Adam’s lips pull back in a grotesque parody of a smile, revealing teeth too sharp to be human. Unlike the mindless snarls of the other hungry ones, there’s terrible intelligence behind his eyes. He circles us predatorily, keeping the burning cabin at our back, using it as a shield against any attempt to drive him into the flames.

“Lainey fought you for three years,” Aubrey says, her voice steady despite the terror I know she must be feeling. “We can finish what she started.”

Adam’s face contorts at the mention of Lainey’s name, a guttural growl emanating from deep in his chest. His features twist with something that might almost be grief if it weren’t so perverted by the hunger. He tilts his head in that unnatural way I’ve come to associate with the hungry ones, studying Aubrey with predatory focus.

“You abused her,” I growl, the rage I’ve been suppressing finally finding voice. “Controlled her. Turned her into something monstrous. And now you’ll burn like the rest of them. I pray only she knows true peace.”

I fire a shot at his kneecaps, hoping to slow him down, to buy us time to think. The bullet blasts his knee open, blood and bone flying, staggering him momentarily. Aubrey takes the opportunity to put more distance between us, circling toward a fallen tree that offers some cover.

Adam’s head snaps up, nostrils flaring as he scents the air. His gaze fixes on Aubrey with hungry intensity. The McAlister blood—he can smell it in her.

“We are ending this,” she says coldly, her gun aimed at his head.

Adam’s response is another snarl as he gathers himself to attack again. I edge toward a fallen branch—a potential improvised weapon if I can get it into the flames.

He sees my intention, those icy eyes tracking my movement. He lunges again, this time toward Aubrey—perhaps recognizing her as the greater threat with her firearm training, or simply driven by his obsession with the McAlister blood she carries.
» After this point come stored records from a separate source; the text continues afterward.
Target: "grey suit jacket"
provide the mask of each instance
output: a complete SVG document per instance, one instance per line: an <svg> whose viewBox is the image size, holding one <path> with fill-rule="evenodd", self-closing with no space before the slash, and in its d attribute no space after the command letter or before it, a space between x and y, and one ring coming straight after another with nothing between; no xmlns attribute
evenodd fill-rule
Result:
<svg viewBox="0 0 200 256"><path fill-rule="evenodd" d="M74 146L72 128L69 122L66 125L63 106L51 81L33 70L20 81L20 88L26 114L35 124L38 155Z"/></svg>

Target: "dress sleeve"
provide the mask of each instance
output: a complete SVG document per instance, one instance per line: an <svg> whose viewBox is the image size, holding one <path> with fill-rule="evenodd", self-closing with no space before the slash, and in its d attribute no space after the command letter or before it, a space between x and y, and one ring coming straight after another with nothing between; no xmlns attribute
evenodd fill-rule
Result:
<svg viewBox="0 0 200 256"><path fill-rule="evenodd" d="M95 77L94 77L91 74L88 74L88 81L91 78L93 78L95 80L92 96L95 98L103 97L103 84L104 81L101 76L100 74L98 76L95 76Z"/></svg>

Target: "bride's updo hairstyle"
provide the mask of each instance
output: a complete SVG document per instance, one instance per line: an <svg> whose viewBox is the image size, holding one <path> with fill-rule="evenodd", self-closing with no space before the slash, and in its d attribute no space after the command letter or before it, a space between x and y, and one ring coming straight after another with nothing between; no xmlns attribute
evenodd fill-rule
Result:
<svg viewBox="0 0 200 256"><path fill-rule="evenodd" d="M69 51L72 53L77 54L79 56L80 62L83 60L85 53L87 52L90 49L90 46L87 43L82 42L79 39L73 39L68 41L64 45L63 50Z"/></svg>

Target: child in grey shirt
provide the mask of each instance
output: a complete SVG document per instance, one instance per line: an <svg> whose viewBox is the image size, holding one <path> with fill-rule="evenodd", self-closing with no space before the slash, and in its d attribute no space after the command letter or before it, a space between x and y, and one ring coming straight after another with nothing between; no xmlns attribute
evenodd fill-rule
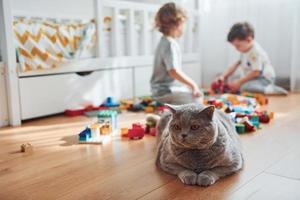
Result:
<svg viewBox="0 0 300 200"><path fill-rule="evenodd" d="M176 38L182 35L184 12L175 3L167 3L156 14L156 27L163 34L157 46L151 90L162 103L202 103L197 84L181 70L181 50Z"/></svg>

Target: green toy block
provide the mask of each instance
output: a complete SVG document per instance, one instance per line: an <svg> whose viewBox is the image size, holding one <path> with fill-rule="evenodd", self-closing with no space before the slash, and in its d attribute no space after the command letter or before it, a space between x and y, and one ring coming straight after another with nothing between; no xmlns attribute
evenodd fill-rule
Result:
<svg viewBox="0 0 300 200"><path fill-rule="evenodd" d="M244 124L235 124L235 129L238 134L243 134L246 131Z"/></svg>

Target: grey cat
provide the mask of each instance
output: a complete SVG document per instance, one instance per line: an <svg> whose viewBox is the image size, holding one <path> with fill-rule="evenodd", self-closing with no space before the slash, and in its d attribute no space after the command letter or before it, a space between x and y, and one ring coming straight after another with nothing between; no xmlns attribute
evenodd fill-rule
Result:
<svg viewBox="0 0 300 200"><path fill-rule="evenodd" d="M167 105L158 122L157 165L188 185L209 186L243 167L233 122L214 106Z"/></svg>

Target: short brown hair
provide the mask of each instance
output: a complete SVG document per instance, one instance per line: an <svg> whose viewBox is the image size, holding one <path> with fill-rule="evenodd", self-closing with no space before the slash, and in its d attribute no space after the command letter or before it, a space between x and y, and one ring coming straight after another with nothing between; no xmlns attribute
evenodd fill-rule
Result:
<svg viewBox="0 0 300 200"><path fill-rule="evenodd" d="M169 35L170 31L186 18L185 12L175 3L166 3L156 13L155 26L162 34Z"/></svg>
<svg viewBox="0 0 300 200"><path fill-rule="evenodd" d="M228 35L227 41L233 42L234 40L245 40L248 37L254 38L254 28L248 22L236 23L234 24Z"/></svg>

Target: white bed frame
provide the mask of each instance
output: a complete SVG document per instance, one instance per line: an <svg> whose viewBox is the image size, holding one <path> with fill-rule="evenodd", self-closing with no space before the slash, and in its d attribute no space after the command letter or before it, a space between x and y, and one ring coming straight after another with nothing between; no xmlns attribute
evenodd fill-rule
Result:
<svg viewBox="0 0 300 200"><path fill-rule="evenodd" d="M18 63L16 62L14 47L14 34L12 29L13 18L18 16L28 18L53 18L53 16L46 15L42 11L37 13L26 10L14 10L10 0L0 0L0 11L3 11L2 16L0 16L0 35L2 35L0 42L3 43L2 47L4 49L2 58L5 63L4 68L6 72L9 124L13 126L20 125L21 121L25 119L63 112L64 109L71 106L69 105L71 100L79 98L79 96L76 96L77 93L81 96L86 95L87 98L92 99L92 103L99 104L104 100L105 96L108 96L109 94L116 97L135 97L140 95L143 89L149 87L148 82L151 75L153 55L151 55L151 51L149 50L151 35L147 30L151 29L149 16L151 13L154 14L158 10L159 5L113 0L94 0L93 3L98 38L95 58L73 60L59 68L51 70L20 72L17 67ZM103 55L102 50L106 47L104 47L104 43L101 42L101 38L104 38L101 27L103 26L103 11L107 8L111 9L113 13L112 55L110 57L103 57L101 56ZM120 23L118 23L116 19L118 19L120 10L126 10L126 12L128 12L126 40L129 45L127 46L127 56L122 56L119 53L120 34L118 30L120 28ZM135 12L140 12L143 16L143 43L141 44L142 52L139 55L137 55L133 45L135 41ZM191 13L192 17L189 20L190 23L188 23L186 34L193 34L191 24L194 20L200 21L200 12L195 9L189 11L189 13ZM55 15L55 19L87 20L86 16L72 16L67 14ZM199 24L197 27L199 29ZM199 41L198 35L199 30L196 31L196 38L194 38L196 41ZM191 38L189 36L191 35L188 35L188 38ZM198 67L197 78L200 80L200 49L197 48L192 50L194 42L195 41L191 40L180 41L181 45L186 47L184 48L183 62L186 65ZM81 72L86 71L93 73L88 76L78 75ZM191 74L193 74L193 72L191 72ZM78 83L80 81L82 82ZM112 86L112 91L104 91L99 95L99 90L105 90L107 87L104 86L110 84L112 81L116 82ZM120 81L124 83L124 86ZM99 84L92 84L95 82L99 82ZM198 82L200 83L200 81ZM39 83L45 83L49 88L43 88ZM57 84L61 84L61 87ZM90 90L94 91L87 91L91 84L92 86L95 86L95 88L91 88ZM126 89L127 86L132 89L131 92L130 89ZM84 92L80 93L82 91L76 91L80 89ZM47 90L47 92L45 92L45 90ZM74 91L71 93L70 90ZM66 97L67 95L71 97ZM95 99L95 97L97 98Z"/></svg>

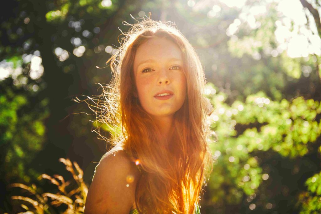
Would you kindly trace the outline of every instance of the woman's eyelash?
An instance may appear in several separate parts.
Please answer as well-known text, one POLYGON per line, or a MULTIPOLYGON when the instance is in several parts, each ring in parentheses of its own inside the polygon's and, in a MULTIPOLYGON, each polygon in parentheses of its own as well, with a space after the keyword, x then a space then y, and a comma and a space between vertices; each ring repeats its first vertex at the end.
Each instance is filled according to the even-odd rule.
POLYGON ((146 68, 146 69, 144 69, 142 71, 142 72, 143 72, 143 73, 145 73, 146 72, 149 72, 149 71, 146 71, 146 70, 148 70, 149 69, 152 69, 151 68, 146 68))
POLYGON ((172 67, 171 67, 171 68, 172 68, 172 67, 178 67, 178 68, 177 69, 179 69, 180 68, 180 67, 179 67, 179 66, 178 66, 178 65, 174 65, 174 66, 172 66, 172 67))
MULTIPOLYGON (((173 66, 172 66, 172 67, 171 67, 171 68, 172 68, 173 67, 178 67, 178 68, 177 69, 180 69, 180 66, 178 66, 178 65, 174 65, 173 66)), ((151 70, 152 70, 151 68, 146 68, 145 69, 144 69, 142 71, 142 72, 143 72, 143 73, 145 73, 146 72, 149 72, 149 71, 146 71, 146 70, 148 70, 149 69, 150 69, 151 70)))

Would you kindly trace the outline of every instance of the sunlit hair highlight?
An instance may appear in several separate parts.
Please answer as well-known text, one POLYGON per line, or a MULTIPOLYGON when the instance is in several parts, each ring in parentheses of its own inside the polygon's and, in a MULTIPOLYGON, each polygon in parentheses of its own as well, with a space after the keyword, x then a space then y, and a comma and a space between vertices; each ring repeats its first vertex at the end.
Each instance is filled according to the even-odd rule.
POLYGON ((111 144, 110 152, 121 147, 133 161, 139 159, 142 173, 135 202, 140 213, 193 213, 213 169, 206 122, 212 107, 203 96, 204 71, 195 50, 173 22, 136 21, 134 25, 124 22, 132 27, 122 32, 120 47, 106 63, 113 76, 109 84, 100 85, 102 93, 93 110, 96 122, 111 134, 107 138, 99 128, 97 132, 111 144), (165 38, 180 48, 186 78, 186 98, 175 113, 172 137, 165 144, 159 142, 159 128, 134 96, 136 50, 154 37, 165 38))

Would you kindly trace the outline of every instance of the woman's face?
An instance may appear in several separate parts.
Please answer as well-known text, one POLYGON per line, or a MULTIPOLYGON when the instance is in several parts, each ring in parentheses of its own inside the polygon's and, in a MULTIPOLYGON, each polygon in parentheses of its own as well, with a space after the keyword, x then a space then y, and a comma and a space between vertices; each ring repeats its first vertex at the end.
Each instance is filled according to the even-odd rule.
POLYGON ((149 39, 136 50, 134 71, 138 95, 150 115, 172 116, 183 105, 186 80, 182 57, 178 46, 163 38, 149 39))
Aubrey fires, getting him in the eye. The impact staggers Adam, black fluid spraying from what’s left of his eyeball, but he keeps coming. She dodges at the last second, rolling across the snow with practiced precision.

I seize the opportunity, grabbing the branch and charging toward the burning cabin. If I can get it ignited, we’ll have a chance—a flaming weapon that can do permanent damage to the monster before us.

Adam recovers faster than I anticipated, whirling to intercept me before I can reach the flames. His clawed hand catches my jacket, yanking me off my feet with inhuman strength. I crash to the ground, air driven from my lungs by the impact, the branch spinning from my grasp.

“Jensen!” Aubrey shouts, already moving to help.

Adam looms over me, those unnatural blue eyes gleaming with hunger and triumph. His weight crashes down on my chest, pinning me to the snow. I struggle, fighting for leverage, for breath, for any advantage against his supernatural strength. His hands close around my throat, claws digging into my skin, drawing blood that steams in the frigid air.

The world begins to dim around the edges as oxygen deprivation sets in. Through narrowing vision, I see Aubrey charging toward us, her face a mask of desperate determination. She doesn‘t shoot—too risky with me pinned beneath Adam—but instead leaps onto his back, wrapping an arm around his throat in a practiced chokehold.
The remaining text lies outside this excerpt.